Here are 5 strengths and 5 limitations not mentioned by the authors in the article:
✅ 5 STRENGTHS (Beyond What Authors Stated)
1. Use of a Pre-Tested, Semi-Structured Questionnaire
The authors used a pre-designed and pre-tested questionnaire. Pre-testing identifies ambiguous questions, reduces interviewer variability, and improves data quality - this is a methodological best practice that strengthens the reliability of sociodemographic and behavioral data collection, yet the authors never highlight this as a strength.
2. Glucometer Standardization as per WHO Protocol
While glucometer use for DM diagnosis is a limitation (see below), the fact that the glucometer was standardized as per WHO recommendations before data collection adds a layer of quality control to the blood glucose measurement that many similar community-based Indian studies do not perform. This reduces instrument-level measurement error.
3. Single Investigator / Controlled Interviewer Effect
The study appears to have been conducted by a small, defined team within one TU. A consistent interviewer reduces inter-rater variability in data collection - a common problem in multi-center studies. This strengthens the internal consistency of the dataset.
4. Logistic Regression Model Performance is Strong
The model correctly identified variables explaining 43.8% of variation in TB outcome (Nagelkerke R² = 0.438), the Hosmer-Lemeshow test was non-significant (good calibration), and the model predictive accuracy improved from 50% to 77.2% after adding variables. These are strong indicators of a well-fitted and clinically meaningful predictive model - not acknowledged by the authors.
5. DTCO-Registered Cases Ensure Diagnostic Reliability
All TB cases were DTCO (District TB Control Officer) registered patients receiving treatment under NTEP. This means TB diagnosis followed national program protocols with standardized diagnostic workup, rather than self-reported or clinically diagnosed TB. This greatly reduces outcome misclassification bias - a strength the authors do not explicitly credit.
❌ 5 LIMITATIONS (Not Mentioned by the Authors)
1. Conditional Logistic Regression Not Used for Matched Data
The study used 1:1 age-sex matched controls, which creates matched pairs. Matched case-control data violates the independence assumption of standard binary logistic regression and requires conditional logistic regression for unbiased OR estimation. Using unconditional logistic regression on matched data discards the matched structure and can produce biased, less efficient OR estimates. The authors used standard logistic regression without justification - this is a statistical error not acknowledged anywhere in the paper.
2. HbA1c Not Measured - No Assessment of Glycemic Duration or Control
The study relied entirely on a single FBG to define DM. HbA1c would have provided a 3-month retrospective glycemic average, independent of the acute stress response of TB, and would also have helped differentiate long-standing poorly controlled DM (highest TB risk) from newly detected or well-controlled DM. The absence of HbA1c means glycemic control - arguably more important than just DM presence or absence - is completely unmeasured. This is a critical gap not discussed by the authors.

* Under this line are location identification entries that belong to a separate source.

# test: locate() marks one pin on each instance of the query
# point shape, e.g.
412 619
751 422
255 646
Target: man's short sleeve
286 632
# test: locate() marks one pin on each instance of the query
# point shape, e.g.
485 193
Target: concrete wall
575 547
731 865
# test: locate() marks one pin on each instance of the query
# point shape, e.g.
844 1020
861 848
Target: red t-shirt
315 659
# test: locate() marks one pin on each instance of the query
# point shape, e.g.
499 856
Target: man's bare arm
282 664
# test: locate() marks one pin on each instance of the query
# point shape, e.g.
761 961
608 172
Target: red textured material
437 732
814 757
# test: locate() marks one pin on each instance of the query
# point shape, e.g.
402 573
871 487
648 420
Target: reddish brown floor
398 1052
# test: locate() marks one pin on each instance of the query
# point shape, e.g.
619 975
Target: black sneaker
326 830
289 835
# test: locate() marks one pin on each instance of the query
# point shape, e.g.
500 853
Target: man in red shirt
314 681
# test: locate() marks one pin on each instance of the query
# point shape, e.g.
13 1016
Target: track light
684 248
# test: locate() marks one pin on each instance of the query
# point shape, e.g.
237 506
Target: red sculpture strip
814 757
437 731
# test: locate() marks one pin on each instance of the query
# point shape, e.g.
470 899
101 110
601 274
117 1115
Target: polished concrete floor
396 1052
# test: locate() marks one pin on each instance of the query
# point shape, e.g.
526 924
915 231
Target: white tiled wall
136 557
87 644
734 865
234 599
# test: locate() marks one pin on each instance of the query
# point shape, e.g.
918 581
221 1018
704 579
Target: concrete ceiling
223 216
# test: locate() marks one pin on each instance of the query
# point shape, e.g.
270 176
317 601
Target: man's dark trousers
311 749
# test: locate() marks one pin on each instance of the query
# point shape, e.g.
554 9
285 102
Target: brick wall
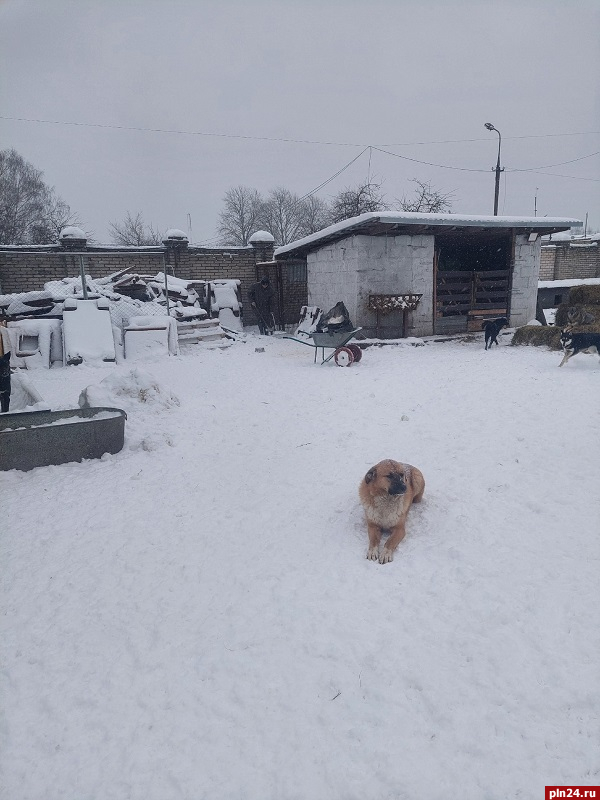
28 269
571 259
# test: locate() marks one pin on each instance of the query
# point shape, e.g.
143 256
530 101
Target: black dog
4 383
492 328
573 343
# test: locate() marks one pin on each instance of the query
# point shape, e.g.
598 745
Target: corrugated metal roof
394 221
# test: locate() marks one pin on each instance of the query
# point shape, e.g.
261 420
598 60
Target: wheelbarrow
343 354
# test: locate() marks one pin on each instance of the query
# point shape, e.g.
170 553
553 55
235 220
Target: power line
428 163
549 166
339 172
278 139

3. HIV Status Not Recorded - Major Unmeasured Confounder
HIV is the single strongest known risk factor for TB, with a relative risk of approximately 20-37 times that of HIV-negative individuals. HIV also affects glucose metabolism and is increasingly prevalent in the same demographic that bears the TB burden. Failure to measure and adjust for HIV status leaves a major confounder uncontrolled. This is especially relevant in Telangana, a state with one of India's higher HIV prevalence rates. The authors do not mention this omission at all.
4. Stress Hyperglycemia Not Distinguished from True Diabetes
Active TB triggers a systemic inflammatory response (elevated TNF-α, IL-6, cortisol) that causes transient stress hyperglycemia in non-diabetic individuals. Since FBG was measured after TB diagnosis (not before), elevated glucose levels in TB cases may represent reactive, inflammation-induced hyperglycemia rather than pre-existing DM. This temporal ambiguity fundamentally weakens the causal direction of the finding. The authors do not acknowledge this well-documented physiological phenomenon anywhere in the paper.
5. Single-District Study with No Generalizability Assessment
The entire study was conducted in one tuberculosis unit (Dundigal TU) of one district (Medchal) in Telangana. The authors never discuss whether this population is representative of other TB-endemic populations in India (urban slums, tribal populations, other states with different DM prevalence). No external validation or generalizability analysis was attempted. Given that TB epidemiology and DM prevalence vary widely across India's geography, social strata, and ethnic groups, extrapolating these findings to broader populations is unjustified - yet the authors present conclusions broadly without this caveat.
Bottom line for PG viva: The authors acknowledged selection bias, interviewer bias, recall bias, and confounding bias in their paper - but missed the five limitations above, which are arguably more serious: a statistical method mismatch (unconditional vs. conditional logistic regression), missing HIV confounder, absence of HbA1c, stress hyperglycemia conflation, and limited external validity. These are the points most likely to be pressed in an exam or thesis defense.